Corn plants like these helped reveal pathways to more productive and resilient crops in a research project led by University of Michigan that studied genes in a cellular context. Photo Credit Alexandre Marand (U-M)

New Research Links Corn’s Cellular Gene Activity to Better Crop Traits

A new study led by the University of Michigan (U-M) reveals how gene activity in specific maize cell types can help explain the visible traits that matter most to growers — including yield potential and adaptability.

The research, published in Science, analyzed DNA from nearly 200 maize lines. It uncovered how gene regulation — not just the genetic code itself — drives differences in traits like ear size and number.

“One of the things that’s really remarkable to me is that, maybe a decade ago, when these sort of studies first started coming out, we were just trying to associate a genetic change to how the phenotypes would change,” U-M assistant professor of molecular, cellular and developmental biology Alexandre Marand said in a U-M news release.
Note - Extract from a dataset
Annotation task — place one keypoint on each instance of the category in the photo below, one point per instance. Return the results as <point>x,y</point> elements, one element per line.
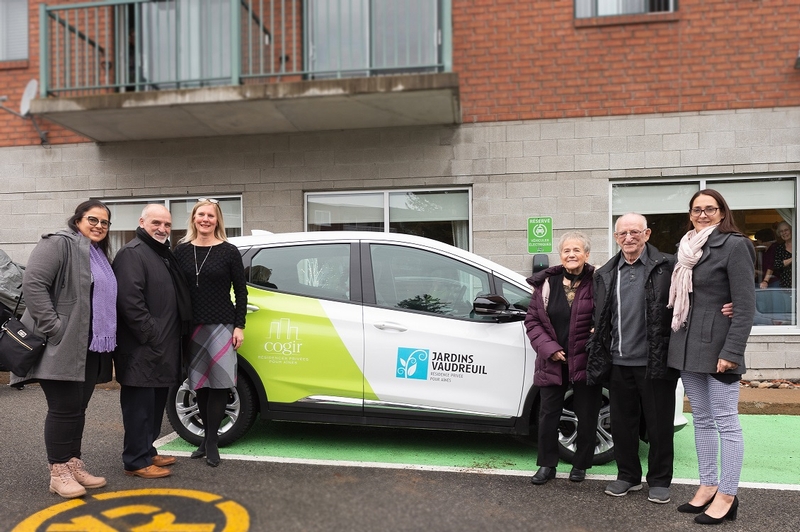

“What this study shows is that, actually, most phenotypic variation comes from changes to regulation of a gene: when the gene is expressed, where it’s expressed and how much of it is expressed,” he said.

In other words, even though all cells share the same DNA, they use that genetic information differently. That disconnect — between the genome and the trait — has long puzzled scientists, especially when visible plant differences weren’t fully explained by genetic variation alone.

Researchers first sequenced the corn genome more than 15 years ago. Since then, the tools to study genes have become increasingly refined. But the missing piece, Marand said, has been understanding how genes operate within individual cells.

That capability has accelerated in just the past five years. This latest study, which began when Marand was a postdoctoral scholar at the University of Georgia, represents a leap forward.

“It’s really about connecting the dots,” he said.

Two postdocs in his U-M lab — Luguang Jiang and Fabio Gomez-Cano — helped push the project to completion. Their work examined gene regulation in specific cell types and how it correlates with traits breeders care about.

“Now that we can make those connections, we can tease apart the different cell contexts and we can start to put things together to optimize plants or to optimize some trait that we’re interested in,” Marand said.

He compared it to understanding how a car works. Knowing what each part does is one thing. Understanding how they function together — and how changes to one affect the whole — is something else entirely.

“This really helps with prediction,” he said. “It lets us ask beforehand, ‘If we make changes, are they going to be additive or even synergistic?’ Will it be one plus one equals two? Or maybe it’s 10 — or negative 20.”

The study also helps illuminate how corn evolved as it spread from tropical regions to temperate zones like Michigan.

“What we found is that a lot of those changes involved changes to the regulatory sequences that we were studying, and they have unique consequences in very specific types of cells,” Marand said. “We can use that information to continue to improve plants and to make corn more adaptable to different climates.”

Contributors to the study included researchers from the University of Georgia and the University of Munich. Funding support came from the National Institutes of Health, the National Science Foundation and the University of Georgia Office of Research.